Ecology & Environmental Sciences PhD
It has long been recognized that understanding the spatial distribution and abundance of species is fundamental to linking pattern to ecological processes. Species distribution models (SDM) are typically correlative and statistically relate locations of measured species occupancy or density to geo-referenced environmental variables usually for the purpose of creating maps of environmental suitability. The central theme of my dissertation research is modeling invasive plant species distributions and integrating these models and environmental suitability maps into a management prioritization framework.
Although SDMs for invasive species have been touted in the literature for their potential ability to inform land managers, no published studies directly test their applicability for management decisions. Further, the vast majority of SDM studies were focused on model development and validation over large spatial extents (e.g., continental or global) with coarse prediction resolutions (e.g., ≥1 km2). Coarse resolution, large extent distribution models may inform policy makers at national and international levels but are almost irrelevant at local spatial scales where actual management in response to policy takes place. The public agencies and private landowners often mandated by law to eradicate or control noxious or invasive weed species are typically faced with a lack of quality data at fine scales (e.g., ≤ 30 m2) and limited human and financial capital. Thus, it is crucial for applied scientists to develop efficient and cost effective frameworks within which management efforts are prioritized.
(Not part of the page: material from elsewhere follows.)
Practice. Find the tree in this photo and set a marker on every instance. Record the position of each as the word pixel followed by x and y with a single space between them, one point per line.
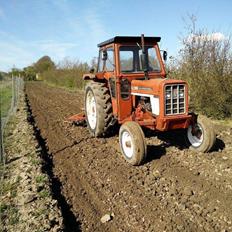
pixel 29 73
pixel 44 64
pixel 205 62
Assessing the potential utility of fine scale SDMs as part of a weed management prioritization framework may be one of the most immediate, practical, and fruitful applications of such models.
The primary objectives of my research are to 1) address methods of overcoming limited data by testing the transferability of SDMs “trained” in one watershed and extrapolated to neighboring watersheds with similar environmental characteristics but differing land use histories and 2) experimentally testing invasive plant populations’ responses to chemical management along their respective predicted gradients of environmental suitability. My study sites included the Northern Range of Yellowstone National Park, parts of the Gallatin National Forest, and Paradise Valley, MT. The results of my research suggest that current and historical land use play a critical role in determining the environmental suitability of various invasive plant species. Likewise, environmental suitability has the potential of predicting population characteristics and their responses to management (tested species were Linaria dalmatica (Dalmatian toadflax) and Bromus tectorum (cheatgrass)).